Dr. Sharolyn Dihigo, DNP, RN, CPNP-PC,FNP-C // Jun 07, 2019

We’ve all heard hormone fluctuations cause weight gain, and it certainly gets harder to lose weight as we age, but why?

Estrogen becomes a key player in this equation.  First of all, women have more estrogen receptors than men.  Have you ever gone on a diet at the same time as a man only to find that he lost twice as much weight as you?  How frustrating!  Estrogen controls how much fat you burn and where you burn or store it.

Some other interesting facts about Estrogen:        

  • Postmenopausal women have 4 times the amount of osteoporosis as men
  • High estrogen levels and very low estrogen levels can trigger migraines, and women have 2-3 times more migraines than men
  • Estrogen levels can rise 20 times higher than normal during pregnancy
  • Estrogen suppresses the oil glands in the skin reducing acne
  • Estrogen protects your heart, brain, and bones

Estrogen promotes thick hair and good collagen production for less hair thinning and less wrinkles.
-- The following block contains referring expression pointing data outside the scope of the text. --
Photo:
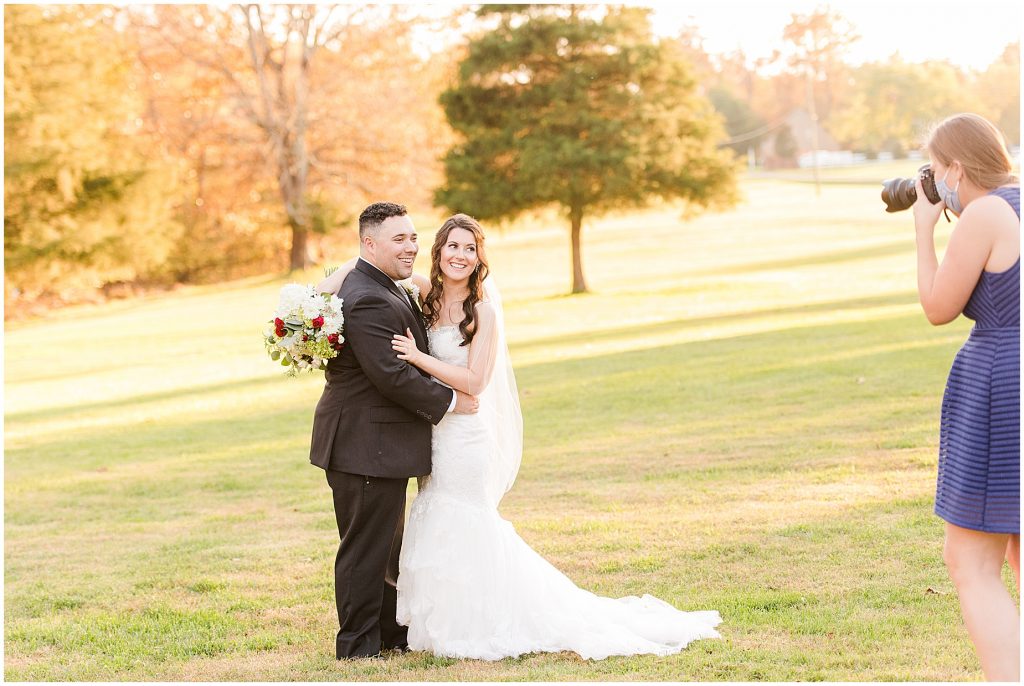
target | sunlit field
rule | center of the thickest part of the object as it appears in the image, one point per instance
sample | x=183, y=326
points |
x=741, y=416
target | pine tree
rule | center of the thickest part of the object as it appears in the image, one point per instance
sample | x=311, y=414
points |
x=560, y=105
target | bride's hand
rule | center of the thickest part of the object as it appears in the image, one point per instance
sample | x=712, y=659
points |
x=406, y=347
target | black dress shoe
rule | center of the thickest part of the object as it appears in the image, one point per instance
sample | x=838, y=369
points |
x=374, y=656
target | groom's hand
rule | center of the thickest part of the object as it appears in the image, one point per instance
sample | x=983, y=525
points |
x=465, y=404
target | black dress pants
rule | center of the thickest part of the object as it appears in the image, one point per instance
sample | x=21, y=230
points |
x=371, y=514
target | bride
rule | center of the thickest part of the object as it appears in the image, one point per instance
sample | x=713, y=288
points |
x=468, y=585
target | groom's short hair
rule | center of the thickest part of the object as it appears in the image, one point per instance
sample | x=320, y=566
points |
x=375, y=215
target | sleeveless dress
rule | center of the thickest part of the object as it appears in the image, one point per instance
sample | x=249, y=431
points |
x=979, y=441
x=470, y=587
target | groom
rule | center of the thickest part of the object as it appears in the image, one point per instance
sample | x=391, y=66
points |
x=372, y=431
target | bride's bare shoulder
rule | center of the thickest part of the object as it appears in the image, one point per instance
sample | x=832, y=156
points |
x=484, y=310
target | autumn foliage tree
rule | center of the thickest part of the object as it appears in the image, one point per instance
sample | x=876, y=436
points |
x=85, y=203
x=288, y=117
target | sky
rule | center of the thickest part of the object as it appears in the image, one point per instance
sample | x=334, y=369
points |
x=969, y=33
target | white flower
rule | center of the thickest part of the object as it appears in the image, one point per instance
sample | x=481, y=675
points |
x=414, y=292
x=312, y=305
x=291, y=298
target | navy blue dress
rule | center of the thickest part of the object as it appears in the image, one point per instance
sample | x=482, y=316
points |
x=979, y=442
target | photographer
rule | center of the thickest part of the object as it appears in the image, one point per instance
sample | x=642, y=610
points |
x=978, y=489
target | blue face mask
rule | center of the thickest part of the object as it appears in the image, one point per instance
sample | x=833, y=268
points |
x=949, y=196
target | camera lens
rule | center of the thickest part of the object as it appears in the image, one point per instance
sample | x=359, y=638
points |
x=898, y=194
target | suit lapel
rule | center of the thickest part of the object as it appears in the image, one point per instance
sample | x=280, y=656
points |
x=389, y=285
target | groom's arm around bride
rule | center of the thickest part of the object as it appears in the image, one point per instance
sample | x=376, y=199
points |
x=372, y=431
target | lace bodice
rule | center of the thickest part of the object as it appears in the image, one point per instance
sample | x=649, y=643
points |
x=445, y=345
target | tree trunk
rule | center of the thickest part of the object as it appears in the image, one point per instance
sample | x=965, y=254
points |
x=579, y=284
x=300, y=249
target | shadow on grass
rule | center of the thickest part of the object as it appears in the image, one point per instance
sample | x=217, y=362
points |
x=732, y=393
x=134, y=400
x=601, y=335
x=811, y=261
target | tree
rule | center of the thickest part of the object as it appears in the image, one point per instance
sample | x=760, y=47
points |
x=894, y=102
x=324, y=106
x=557, y=105
x=818, y=39
x=745, y=128
x=84, y=204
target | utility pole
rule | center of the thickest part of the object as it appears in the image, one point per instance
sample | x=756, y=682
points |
x=812, y=111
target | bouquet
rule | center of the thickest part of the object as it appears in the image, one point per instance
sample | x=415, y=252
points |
x=305, y=331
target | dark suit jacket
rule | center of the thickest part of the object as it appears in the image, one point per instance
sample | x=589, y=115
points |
x=375, y=415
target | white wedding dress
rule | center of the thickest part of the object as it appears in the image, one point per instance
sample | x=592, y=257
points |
x=470, y=587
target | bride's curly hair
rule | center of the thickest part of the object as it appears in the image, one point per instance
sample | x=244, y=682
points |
x=431, y=304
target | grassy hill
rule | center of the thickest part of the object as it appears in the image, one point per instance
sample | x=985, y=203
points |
x=742, y=416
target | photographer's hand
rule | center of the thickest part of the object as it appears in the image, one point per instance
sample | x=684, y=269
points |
x=926, y=215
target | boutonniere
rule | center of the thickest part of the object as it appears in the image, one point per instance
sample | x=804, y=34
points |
x=414, y=293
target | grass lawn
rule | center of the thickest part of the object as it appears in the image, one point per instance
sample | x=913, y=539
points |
x=742, y=416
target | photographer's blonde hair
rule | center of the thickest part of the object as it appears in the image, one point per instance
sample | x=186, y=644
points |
x=977, y=144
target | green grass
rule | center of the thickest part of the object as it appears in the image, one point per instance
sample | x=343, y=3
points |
x=742, y=417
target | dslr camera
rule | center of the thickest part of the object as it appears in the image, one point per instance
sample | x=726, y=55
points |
x=899, y=194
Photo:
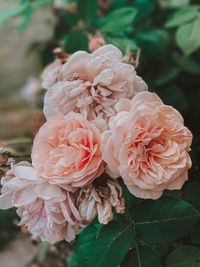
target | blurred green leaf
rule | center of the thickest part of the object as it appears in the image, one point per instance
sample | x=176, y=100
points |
x=174, y=3
x=122, y=43
x=76, y=40
x=6, y=14
x=153, y=42
x=195, y=235
x=144, y=7
x=182, y=16
x=186, y=256
x=117, y=20
x=188, y=64
x=173, y=96
x=27, y=17
x=88, y=9
x=166, y=75
x=188, y=37
x=141, y=257
x=164, y=220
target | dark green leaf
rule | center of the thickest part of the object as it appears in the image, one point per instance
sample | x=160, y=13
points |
x=76, y=40
x=27, y=16
x=144, y=7
x=141, y=257
x=173, y=96
x=97, y=248
x=167, y=75
x=192, y=194
x=88, y=9
x=164, y=220
x=182, y=16
x=122, y=43
x=117, y=20
x=195, y=235
x=188, y=64
x=186, y=256
x=174, y=3
x=6, y=14
x=188, y=37
x=153, y=42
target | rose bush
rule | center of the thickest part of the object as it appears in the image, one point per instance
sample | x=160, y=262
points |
x=148, y=146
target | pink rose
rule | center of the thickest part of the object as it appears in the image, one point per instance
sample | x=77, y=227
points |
x=51, y=74
x=47, y=210
x=91, y=84
x=147, y=146
x=67, y=151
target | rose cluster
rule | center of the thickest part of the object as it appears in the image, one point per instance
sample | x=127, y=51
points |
x=102, y=124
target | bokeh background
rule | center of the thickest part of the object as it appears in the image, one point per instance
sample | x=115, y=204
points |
x=162, y=39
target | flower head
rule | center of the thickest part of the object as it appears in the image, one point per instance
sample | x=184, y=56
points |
x=148, y=146
x=47, y=210
x=67, y=151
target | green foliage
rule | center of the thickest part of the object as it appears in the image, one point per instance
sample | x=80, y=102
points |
x=164, y=220
x=104, y=244
x=112, y=23
x=142, y=256
x=152, y=222
x=185, y=256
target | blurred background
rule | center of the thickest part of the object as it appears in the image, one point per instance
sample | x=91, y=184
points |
x=160, y=37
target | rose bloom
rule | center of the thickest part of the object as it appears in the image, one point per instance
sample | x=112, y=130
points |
x=67, y=151
x=147, y=145
x=45, y=209
x=90, y=84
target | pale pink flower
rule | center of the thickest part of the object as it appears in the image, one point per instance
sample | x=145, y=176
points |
x=92, y=84
x=67, y=151
x=99, y=199
x=148, y=146
x=47, y=210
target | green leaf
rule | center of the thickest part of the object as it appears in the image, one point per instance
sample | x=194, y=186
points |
x=153, y=42
x=192, y=194
x=188, y=37
x=186, y=256
x=27, y=16
x=88, y=10
x=97, y=248
x=195, y=235
x=188, y=64
x=117, y=20
x=122, y=43
x=141, y=257
x=167, y=75
x=173, y=96
x=144, y=7
x=12, y=12
x=182, y=16
x=164, y=220
x=76, y=40
x=174, y=3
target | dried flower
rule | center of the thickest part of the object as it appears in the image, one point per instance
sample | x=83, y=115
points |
x=99, y=199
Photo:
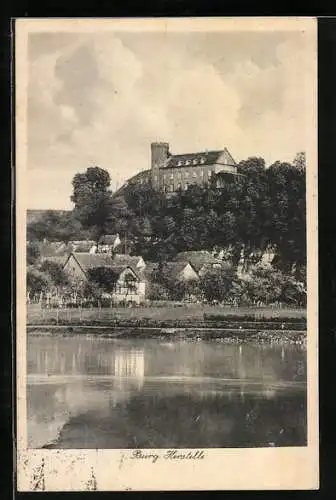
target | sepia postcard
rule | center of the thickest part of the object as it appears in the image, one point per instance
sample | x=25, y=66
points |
x=166, y=260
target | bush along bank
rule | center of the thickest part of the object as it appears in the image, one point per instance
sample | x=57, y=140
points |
x=208, y=322
x=237, y=336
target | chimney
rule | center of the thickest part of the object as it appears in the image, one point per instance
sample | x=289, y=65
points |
x=160, y=152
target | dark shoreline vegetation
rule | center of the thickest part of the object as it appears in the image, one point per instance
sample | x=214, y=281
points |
x=220, y=327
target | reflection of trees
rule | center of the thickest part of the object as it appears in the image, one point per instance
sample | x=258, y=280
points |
x=130, y=364
x=149, y=421
x=186, y=359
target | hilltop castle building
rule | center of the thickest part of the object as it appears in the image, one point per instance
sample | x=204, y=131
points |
x=170, y=173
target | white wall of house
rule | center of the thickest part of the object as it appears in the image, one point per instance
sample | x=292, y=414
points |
x=188, y=273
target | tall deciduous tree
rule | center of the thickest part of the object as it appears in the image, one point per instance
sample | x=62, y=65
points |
x=92, y=199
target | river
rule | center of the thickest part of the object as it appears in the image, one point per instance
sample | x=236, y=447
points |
x=94, y=392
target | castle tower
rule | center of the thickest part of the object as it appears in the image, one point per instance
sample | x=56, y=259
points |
x=160, y=153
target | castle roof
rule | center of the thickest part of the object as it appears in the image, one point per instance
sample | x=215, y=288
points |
x=201, y=158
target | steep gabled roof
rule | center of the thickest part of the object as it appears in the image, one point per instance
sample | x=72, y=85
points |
x=81, y=245
x=198, y=258
x=170, y=269
x=202, y=158
x=88, y=261
x=57, y=259
x=109, y=239
x=130, y=260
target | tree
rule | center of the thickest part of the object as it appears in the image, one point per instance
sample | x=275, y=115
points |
x=104, y=277
x=300, y=160
x=38, y=282
x=57, y=276
x=33, y=253
x=216, y=284
x=92, y=199
x=56, y=226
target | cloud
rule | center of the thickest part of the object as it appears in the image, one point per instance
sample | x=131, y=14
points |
x=101, y=99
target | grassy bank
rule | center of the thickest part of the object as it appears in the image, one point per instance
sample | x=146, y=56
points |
x=164, y=316
x=186, y=322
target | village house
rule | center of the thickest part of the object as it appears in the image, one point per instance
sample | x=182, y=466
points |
x=129, y=286
x=135, y=261
x=202, y=261
x=175, y=271
x=108, y=243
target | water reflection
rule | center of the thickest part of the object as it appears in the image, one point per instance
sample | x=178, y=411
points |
x=93, y=392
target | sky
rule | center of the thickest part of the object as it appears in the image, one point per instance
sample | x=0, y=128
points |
x=102, y=98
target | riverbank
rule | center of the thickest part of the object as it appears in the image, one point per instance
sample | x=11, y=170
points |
x=223, y=335
x=185, y=322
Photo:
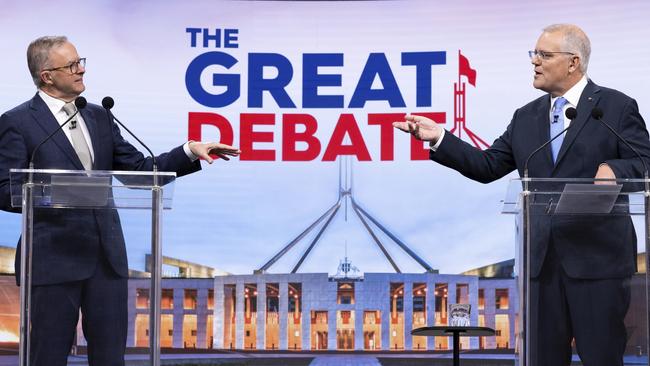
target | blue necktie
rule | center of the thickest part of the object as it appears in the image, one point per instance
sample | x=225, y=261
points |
x=557, y=125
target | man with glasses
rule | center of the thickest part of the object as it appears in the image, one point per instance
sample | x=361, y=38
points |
x=580, y=267
x=79, y=256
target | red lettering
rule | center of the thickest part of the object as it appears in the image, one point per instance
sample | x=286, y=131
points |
x=346, y=125
x=247, y=136
x=290, y=137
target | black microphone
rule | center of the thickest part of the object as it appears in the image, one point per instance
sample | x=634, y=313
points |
x=80, y=103
x=571, y=114
x=597, y=114
x=108, y=103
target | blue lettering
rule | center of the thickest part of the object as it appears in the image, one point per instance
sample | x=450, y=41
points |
x=423, y=62
x=230, y=81
x=257, y=84
x=377, y=65
x=193, y=32
x=230, y=38
x=311, y=80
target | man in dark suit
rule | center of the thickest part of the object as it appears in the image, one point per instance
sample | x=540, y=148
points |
x=79, y=255
x=580, y=267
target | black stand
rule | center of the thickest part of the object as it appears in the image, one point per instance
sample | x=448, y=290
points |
x=456, y=332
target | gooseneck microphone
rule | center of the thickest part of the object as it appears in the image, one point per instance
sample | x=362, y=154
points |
x=108, y=103
x=80, y=103
x=571, y=114
x=597, y=114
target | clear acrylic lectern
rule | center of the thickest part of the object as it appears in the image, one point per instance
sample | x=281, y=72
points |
x=540, y=203
x=36, y=191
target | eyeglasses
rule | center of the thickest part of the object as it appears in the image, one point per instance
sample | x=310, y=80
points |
x=546, y=55
x=72, y=67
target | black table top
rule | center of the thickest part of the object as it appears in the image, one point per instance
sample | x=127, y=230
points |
x=444, y=330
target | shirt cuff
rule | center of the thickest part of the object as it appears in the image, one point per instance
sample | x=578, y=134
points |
x=188, y=152
x=434, y=146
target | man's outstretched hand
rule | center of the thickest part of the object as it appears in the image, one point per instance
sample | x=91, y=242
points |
x=420, y=127
x=204, y=149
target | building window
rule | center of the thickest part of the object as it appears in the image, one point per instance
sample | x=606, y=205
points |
x=345, y=293
x=142, y=298
x=501, y=298
x=189, y=302
x=211, y=299
x=167, y=298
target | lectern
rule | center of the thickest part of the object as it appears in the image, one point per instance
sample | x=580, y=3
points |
x=540, y=203
x=35, y=191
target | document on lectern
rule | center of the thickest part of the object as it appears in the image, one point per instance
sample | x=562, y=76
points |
x=588, y=198
x=80, y=191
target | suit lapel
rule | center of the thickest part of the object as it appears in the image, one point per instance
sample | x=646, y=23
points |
x=588, y=100
x=91, y=125
x=544, y=128
x=44, y=118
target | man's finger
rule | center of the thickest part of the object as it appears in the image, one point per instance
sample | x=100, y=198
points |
x=401, y=126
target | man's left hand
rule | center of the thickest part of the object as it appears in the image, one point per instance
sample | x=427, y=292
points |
x=204, y=150
x=605, y=172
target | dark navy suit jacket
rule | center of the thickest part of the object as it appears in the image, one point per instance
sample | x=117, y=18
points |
x=67, y=242
x=588, y=247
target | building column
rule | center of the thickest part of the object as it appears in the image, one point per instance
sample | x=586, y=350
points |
x=239, y=315
x=385, y=317
x=451, y=299
x=179, y=297
x=219, y=314
x=408, y=315
x=489, y=314
x=359, y=307
x=283, y=315
x=431, y=310
x=305, y=326
x=331, y=330
x=132, y=313
x=261, y=314
x=513, y=305
x=473, y=318
x=202, y=318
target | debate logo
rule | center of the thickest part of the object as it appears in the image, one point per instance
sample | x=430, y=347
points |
x=460, y=96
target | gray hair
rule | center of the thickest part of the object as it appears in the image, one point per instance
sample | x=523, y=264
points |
x=575, y=40
x=38, y=54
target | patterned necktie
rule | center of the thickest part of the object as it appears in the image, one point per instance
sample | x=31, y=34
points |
x=78, y=140
x=557, y=125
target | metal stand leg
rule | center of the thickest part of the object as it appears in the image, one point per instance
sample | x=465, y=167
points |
x=456, y=349
x=156, y=266
x=26, y=274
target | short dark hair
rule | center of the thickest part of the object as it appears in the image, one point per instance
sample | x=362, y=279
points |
x=38, y=54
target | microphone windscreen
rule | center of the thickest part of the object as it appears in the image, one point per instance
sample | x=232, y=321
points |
x=597, y=113
x=80, y=102
x=571, y=113
x=108, y=102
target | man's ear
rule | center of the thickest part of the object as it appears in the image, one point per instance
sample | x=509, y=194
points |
x=574, y=64
x=46, y=77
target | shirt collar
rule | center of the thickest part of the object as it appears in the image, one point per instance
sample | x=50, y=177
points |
x=53, y=104
x=573, y=95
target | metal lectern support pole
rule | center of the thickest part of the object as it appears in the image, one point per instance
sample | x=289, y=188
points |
x=647, y=264
x=26, y=272
x=524, y=282
x=156, y=266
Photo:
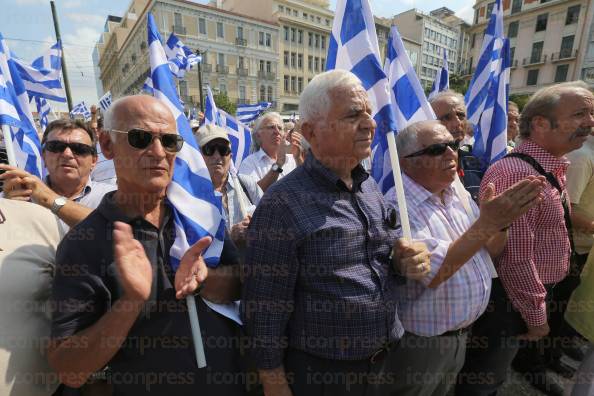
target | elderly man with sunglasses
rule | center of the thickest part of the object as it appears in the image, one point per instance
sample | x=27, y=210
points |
x=119, y=302
x=437, y=310
x=69, y=153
Some argue there is no such thing as menopausal weight gain and that aging and genetics are to blame.  Do hormone imbalances really cause weight gain?  To answer this question, just take a look around you at women of menopausal age.

How many struggle with increased weight around the midsection? 

I know women who eat very clean and healthy and exercise and still struggle with their weight.  The authors of a 2012 research study discuss how estrogen plays a key role in maintaining muscle mass in women.  Estrogen prevents us from becoming frail elderly by helping us maintain muscles to burn more calories.  One of the best things you can do is exercise – at least walk or do some light weight-bearing exercises – to maintain your muscles mass and bone mass. 

Women should also have a tiny amount of androgens, referred to as the male hormones, or more commonly testosterone.  Testosterone deficiency also leads to decreased muscle mass.  We really need a balance of all of our hormones for our body’s to work properly.  These include the thyroid hormones, the stress hormone, cortisol, and satiety hormones such as leptin and ghrelin.  Leptin decreases hunger signals and grehlin increases hunger signals.  These additional hormones are another entire blog for another day!

Genetics can play a role in weight gain as well.  Take a look at a group of family members.  If all of the women have extra weight around the middle, then genetics may be to blame.  And of course, what we eat determines how much weight we gain.  Eating clean, more organic and whole foods with less chemical and pesticide exposures help us maintain a healthy weight.

Menopausal weight gain can be minimized with a healthy diet with lots of fruits and vegetables, lean proteins, healthy fats, and minimal breads, starches, and sugars.

So eat healthy and start walking, my friends!